Manufacturing output for May contracted by 3.7% year-on-year, more than double what economists polled by Reuters had predicted.
On a month-to-month basis, factory output slipped for a second consecutive month after contracting 1.9% in April.
The rand dropped from a relatively firm overnight close in New York towards the 10.8 mark, before pulling back to trade at 10.7100 per dollar late on Thursday afternoon, 0.4% weaker.
Total mining output for May was also down, dropping by 6.6% year-on-year, in large part due to a major strike in the platinum sector.
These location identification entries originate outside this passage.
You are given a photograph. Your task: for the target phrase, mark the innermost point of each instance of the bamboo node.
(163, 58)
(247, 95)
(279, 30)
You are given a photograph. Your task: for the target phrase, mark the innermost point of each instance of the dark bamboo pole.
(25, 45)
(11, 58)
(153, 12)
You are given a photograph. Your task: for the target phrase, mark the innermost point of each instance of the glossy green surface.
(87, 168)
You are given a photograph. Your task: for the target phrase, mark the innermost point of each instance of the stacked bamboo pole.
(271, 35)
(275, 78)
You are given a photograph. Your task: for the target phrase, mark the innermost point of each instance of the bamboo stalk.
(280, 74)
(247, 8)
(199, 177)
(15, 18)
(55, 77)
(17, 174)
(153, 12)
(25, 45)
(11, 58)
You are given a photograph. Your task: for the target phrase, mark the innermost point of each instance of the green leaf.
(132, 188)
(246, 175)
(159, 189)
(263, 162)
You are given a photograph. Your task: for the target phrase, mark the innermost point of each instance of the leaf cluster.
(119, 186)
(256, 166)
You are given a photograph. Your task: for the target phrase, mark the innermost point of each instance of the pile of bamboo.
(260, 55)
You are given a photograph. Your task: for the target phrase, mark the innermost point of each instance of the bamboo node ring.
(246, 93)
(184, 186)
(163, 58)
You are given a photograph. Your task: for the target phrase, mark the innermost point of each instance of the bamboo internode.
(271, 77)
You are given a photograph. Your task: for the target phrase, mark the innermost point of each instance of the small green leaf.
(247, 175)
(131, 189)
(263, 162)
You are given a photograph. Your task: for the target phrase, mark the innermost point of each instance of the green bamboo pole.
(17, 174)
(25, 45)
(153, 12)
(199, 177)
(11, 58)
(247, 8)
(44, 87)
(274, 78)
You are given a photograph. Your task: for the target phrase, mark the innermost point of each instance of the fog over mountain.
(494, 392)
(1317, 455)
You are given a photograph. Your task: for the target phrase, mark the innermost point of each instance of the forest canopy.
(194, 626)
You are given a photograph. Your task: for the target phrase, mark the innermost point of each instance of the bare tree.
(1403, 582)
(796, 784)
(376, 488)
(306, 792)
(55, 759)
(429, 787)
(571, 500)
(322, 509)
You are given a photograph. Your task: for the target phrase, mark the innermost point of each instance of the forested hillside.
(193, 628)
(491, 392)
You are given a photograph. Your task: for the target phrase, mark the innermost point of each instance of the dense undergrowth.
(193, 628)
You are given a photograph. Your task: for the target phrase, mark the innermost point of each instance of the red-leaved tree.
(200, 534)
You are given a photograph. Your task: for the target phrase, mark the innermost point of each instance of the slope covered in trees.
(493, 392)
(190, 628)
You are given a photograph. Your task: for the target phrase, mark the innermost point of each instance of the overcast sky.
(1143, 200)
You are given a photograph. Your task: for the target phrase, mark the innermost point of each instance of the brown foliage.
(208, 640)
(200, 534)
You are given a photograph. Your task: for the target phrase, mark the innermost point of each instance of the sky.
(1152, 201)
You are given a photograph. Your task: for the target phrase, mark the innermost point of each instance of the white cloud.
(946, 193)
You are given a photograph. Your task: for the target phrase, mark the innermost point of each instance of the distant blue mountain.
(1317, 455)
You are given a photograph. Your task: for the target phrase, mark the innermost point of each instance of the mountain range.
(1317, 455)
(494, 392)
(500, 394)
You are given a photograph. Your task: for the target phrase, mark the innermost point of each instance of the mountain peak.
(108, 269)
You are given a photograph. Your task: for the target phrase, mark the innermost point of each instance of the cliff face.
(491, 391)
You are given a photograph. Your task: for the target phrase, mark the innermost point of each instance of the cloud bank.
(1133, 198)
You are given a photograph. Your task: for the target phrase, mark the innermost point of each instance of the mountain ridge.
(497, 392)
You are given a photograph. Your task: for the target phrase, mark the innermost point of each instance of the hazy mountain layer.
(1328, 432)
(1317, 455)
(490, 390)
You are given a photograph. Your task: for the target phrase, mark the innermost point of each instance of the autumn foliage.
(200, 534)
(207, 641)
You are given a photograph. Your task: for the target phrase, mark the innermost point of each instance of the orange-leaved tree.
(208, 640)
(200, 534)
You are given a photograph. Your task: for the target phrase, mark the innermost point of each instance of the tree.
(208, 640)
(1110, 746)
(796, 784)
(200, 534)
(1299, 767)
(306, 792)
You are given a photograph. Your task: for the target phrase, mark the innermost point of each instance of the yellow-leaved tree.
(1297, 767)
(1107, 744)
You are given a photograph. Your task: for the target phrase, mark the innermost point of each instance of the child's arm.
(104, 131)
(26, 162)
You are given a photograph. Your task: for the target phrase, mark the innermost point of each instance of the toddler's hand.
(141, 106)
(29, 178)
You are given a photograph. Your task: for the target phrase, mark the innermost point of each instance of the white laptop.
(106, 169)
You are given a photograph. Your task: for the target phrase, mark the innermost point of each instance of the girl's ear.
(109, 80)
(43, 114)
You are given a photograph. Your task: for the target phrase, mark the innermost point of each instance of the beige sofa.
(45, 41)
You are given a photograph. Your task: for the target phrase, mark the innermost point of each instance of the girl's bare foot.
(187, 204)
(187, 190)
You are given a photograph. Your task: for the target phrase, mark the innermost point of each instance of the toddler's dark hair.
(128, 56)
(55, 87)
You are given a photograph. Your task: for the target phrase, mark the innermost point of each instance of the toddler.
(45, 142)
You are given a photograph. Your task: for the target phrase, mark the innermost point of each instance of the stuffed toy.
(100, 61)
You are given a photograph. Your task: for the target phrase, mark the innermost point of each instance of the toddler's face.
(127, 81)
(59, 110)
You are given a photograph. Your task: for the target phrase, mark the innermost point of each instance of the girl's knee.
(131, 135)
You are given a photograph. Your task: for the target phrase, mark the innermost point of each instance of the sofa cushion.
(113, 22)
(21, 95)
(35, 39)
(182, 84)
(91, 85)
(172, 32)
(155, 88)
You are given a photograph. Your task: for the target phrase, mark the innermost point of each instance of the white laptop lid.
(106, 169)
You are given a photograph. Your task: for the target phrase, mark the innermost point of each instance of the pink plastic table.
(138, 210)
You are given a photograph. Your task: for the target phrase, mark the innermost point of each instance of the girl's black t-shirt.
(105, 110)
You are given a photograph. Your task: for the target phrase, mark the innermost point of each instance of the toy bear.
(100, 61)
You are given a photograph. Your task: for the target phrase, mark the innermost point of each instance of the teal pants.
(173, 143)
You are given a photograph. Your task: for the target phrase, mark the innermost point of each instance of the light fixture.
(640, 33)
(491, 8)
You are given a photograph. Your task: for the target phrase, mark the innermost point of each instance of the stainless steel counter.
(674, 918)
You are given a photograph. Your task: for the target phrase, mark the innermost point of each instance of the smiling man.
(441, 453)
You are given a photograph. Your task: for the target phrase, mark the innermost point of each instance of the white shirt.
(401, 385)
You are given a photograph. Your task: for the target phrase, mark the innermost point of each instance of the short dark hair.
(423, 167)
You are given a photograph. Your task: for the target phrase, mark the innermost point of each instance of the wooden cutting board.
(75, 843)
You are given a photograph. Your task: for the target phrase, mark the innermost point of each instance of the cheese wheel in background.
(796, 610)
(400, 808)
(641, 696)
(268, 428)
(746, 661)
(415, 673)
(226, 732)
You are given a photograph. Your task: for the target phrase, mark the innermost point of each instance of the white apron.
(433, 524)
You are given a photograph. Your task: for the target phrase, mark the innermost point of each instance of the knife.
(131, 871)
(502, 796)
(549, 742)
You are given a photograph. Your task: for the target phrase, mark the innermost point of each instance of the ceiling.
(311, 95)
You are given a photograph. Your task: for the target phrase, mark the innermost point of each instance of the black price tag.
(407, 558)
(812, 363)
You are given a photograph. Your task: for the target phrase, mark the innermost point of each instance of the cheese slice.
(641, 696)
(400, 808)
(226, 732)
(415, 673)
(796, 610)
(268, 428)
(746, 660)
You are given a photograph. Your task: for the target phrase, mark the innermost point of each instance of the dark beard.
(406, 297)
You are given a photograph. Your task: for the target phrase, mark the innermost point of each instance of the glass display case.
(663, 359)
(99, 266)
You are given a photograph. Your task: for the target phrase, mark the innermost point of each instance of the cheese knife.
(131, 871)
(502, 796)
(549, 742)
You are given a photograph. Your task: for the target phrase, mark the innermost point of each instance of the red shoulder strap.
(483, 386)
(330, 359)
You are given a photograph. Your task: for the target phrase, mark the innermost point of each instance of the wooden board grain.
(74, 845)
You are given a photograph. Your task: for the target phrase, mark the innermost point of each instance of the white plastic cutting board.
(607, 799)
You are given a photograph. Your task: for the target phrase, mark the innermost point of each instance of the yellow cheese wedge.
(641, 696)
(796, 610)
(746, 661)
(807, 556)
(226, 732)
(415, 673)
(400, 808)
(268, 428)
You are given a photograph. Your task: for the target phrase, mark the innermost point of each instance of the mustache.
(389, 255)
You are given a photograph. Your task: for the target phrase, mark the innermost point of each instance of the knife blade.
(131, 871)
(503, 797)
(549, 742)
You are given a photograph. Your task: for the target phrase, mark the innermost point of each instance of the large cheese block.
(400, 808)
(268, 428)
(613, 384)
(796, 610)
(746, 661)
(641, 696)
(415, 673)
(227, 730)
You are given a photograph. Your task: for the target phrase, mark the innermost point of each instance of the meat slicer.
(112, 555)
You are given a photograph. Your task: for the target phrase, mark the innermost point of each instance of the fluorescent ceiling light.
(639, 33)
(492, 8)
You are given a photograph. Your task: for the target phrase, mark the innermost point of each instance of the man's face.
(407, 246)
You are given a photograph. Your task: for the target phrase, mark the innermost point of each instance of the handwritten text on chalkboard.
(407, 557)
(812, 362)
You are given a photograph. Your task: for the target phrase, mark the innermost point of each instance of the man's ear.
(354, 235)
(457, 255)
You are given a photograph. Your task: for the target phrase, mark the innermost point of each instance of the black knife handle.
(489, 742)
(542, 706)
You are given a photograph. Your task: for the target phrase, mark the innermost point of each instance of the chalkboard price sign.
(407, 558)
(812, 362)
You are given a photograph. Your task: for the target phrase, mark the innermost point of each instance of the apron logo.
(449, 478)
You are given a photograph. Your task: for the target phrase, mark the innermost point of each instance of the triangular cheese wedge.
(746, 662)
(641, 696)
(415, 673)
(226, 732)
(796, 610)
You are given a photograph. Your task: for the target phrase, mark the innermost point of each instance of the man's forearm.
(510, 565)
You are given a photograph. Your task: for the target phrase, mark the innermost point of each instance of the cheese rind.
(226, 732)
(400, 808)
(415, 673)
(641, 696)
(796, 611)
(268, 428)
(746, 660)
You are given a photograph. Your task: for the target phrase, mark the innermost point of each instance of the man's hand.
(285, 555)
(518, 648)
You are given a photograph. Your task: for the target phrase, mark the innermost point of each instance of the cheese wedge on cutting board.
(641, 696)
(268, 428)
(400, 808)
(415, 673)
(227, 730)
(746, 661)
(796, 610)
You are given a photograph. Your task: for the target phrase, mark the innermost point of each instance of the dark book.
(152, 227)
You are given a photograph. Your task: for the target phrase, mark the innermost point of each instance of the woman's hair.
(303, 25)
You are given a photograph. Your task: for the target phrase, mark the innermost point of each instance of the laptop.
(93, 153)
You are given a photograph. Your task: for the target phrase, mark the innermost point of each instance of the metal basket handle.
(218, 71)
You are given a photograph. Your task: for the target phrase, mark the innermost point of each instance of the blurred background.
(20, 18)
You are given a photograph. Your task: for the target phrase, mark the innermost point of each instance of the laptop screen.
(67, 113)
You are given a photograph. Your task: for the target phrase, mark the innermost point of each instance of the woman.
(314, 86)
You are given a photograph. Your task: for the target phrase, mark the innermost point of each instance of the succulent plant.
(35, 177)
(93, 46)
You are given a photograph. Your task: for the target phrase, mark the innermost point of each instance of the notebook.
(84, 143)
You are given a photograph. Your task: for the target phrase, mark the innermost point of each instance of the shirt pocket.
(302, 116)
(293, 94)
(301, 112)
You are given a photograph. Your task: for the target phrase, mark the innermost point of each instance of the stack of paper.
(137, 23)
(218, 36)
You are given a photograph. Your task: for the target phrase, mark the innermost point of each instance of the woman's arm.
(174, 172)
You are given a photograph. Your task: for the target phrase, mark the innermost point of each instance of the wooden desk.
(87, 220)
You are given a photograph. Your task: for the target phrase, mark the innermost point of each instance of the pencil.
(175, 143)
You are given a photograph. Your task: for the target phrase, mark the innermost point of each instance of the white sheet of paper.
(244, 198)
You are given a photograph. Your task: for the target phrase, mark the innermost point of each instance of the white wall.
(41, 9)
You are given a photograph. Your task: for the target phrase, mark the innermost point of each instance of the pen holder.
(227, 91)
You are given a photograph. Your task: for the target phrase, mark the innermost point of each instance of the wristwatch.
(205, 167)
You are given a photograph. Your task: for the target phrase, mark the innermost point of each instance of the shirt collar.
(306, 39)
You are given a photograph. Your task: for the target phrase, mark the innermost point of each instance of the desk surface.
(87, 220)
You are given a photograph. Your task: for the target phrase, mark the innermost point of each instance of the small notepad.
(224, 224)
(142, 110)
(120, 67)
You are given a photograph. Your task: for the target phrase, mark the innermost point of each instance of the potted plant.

"In the run-up to the manufacturing data we already saw the rand under selling pressure. The response to the data is that selling pressure has become more pronounced," said Jana van Deventer, an economist at ETM Analytics.
"Investors are becoming increasingly concerned about the domestic growth outlook."
A work stoppage by more than 200 000 workers in the metals sector remains underway, entering its second week.
The strike, led by Numsa, has affected production at major automobile makers, including BMW and General Motors.
Construction of two power plants for Eskom has also been disrupted.
In fixed income, local bonds tracked the weaker currency lower.
The yield on the 2015 paper added 1.5 basis to 6.695%, while the longer-dated 2026 paper added 2.5 basis points to 8.325%.